Problem: The CommonsMetadata API can sometimes return HTML [1]. Having HTML in the API response is a bit problematic for us. Native apps make next to no use of HTML when creating links or layouts, so we have to strip the HTML from every API response, lest it be displayed as plaintext to the user. In the short term this is fine, we can strip it and throw the information away. But in the long run it'd be better if the API didn't return HTML.

In the long run CommonsMetadata should die in a fire, together with the Commons paradigm of storing information in license parameters.
You can see the related plans at Commons:Structured data; these include migrating most information to plaintext (file descriptions will probably remain rich text).

In the not so long run, some HTML markup is fairly important. Links can be necessary for the attribution, paragraphs for making long descriptions more readable; removing lists and tables makes some descriptions unreadable (map legends tend to use tables, for example). So I think the API would be much less useful if it started stripping HTML. (It does that already in a few cases where the intent is clear, such as stripping the enclosing <p> generated by MediaWiki, or stripping certain kinds of purely presentational markup such as creator templates, but that only works when the source and intent of the markup is known.)

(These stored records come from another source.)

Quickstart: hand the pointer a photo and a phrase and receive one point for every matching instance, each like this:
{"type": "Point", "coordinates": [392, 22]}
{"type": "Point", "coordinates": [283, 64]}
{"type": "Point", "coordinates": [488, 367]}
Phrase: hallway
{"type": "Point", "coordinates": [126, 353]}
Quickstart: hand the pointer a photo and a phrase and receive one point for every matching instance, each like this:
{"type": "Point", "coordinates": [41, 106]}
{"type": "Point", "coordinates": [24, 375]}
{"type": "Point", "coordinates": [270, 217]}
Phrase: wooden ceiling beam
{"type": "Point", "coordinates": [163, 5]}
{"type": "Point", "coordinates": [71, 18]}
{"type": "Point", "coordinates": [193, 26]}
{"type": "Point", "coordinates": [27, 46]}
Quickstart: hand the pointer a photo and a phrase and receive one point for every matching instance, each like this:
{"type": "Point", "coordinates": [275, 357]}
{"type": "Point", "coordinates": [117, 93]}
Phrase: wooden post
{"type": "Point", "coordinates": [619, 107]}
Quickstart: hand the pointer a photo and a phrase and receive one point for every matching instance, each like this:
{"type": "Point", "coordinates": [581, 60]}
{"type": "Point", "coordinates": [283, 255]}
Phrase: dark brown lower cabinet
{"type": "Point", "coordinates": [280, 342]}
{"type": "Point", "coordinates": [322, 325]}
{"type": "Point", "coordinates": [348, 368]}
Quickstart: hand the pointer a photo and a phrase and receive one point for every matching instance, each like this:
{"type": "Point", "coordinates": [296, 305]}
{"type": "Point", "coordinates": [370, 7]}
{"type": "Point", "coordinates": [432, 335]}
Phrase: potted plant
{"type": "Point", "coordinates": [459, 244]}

We could add an API parameter to provide a plaintext version, but that would split the cache (both varnish and memcached). Not a huge deal, but tag stripping is very easy, so if you don't need anything more specific than that, I would say it is simpler to do it on the client side. If more complex logic is needed (e.g. turning <ul>s into star lists), it makes sense to do that in the API instead of forcing each client to reimplement it, but I am not sure how generic such a text representation would be.

So, given that we can't do anything meaningful with the HTML in a native app, that means we only have three options:
  • Display the raw HTML directly to the user 
  • Try to parse the HTML for interesting information and update the relevant view's properties using native code
  • Strip any and all HTML tags that are given to us in the JSON
The first two aren't sounding workable at all to me; the first is unworkable from a product standpoint, and the second is an absolutely gigantic can of worms. So I guess we'll be stripping the HTML until such time that this is fixed. :-)

I'm not sure some limited HTML parsing is that bad. The low-hanging fruit is links (MediaViewer currently strips everything else, and most of the time that works decently), and those are never nested, so they can be processed by a trivial SAX parser, for which all platforms surely have libraries.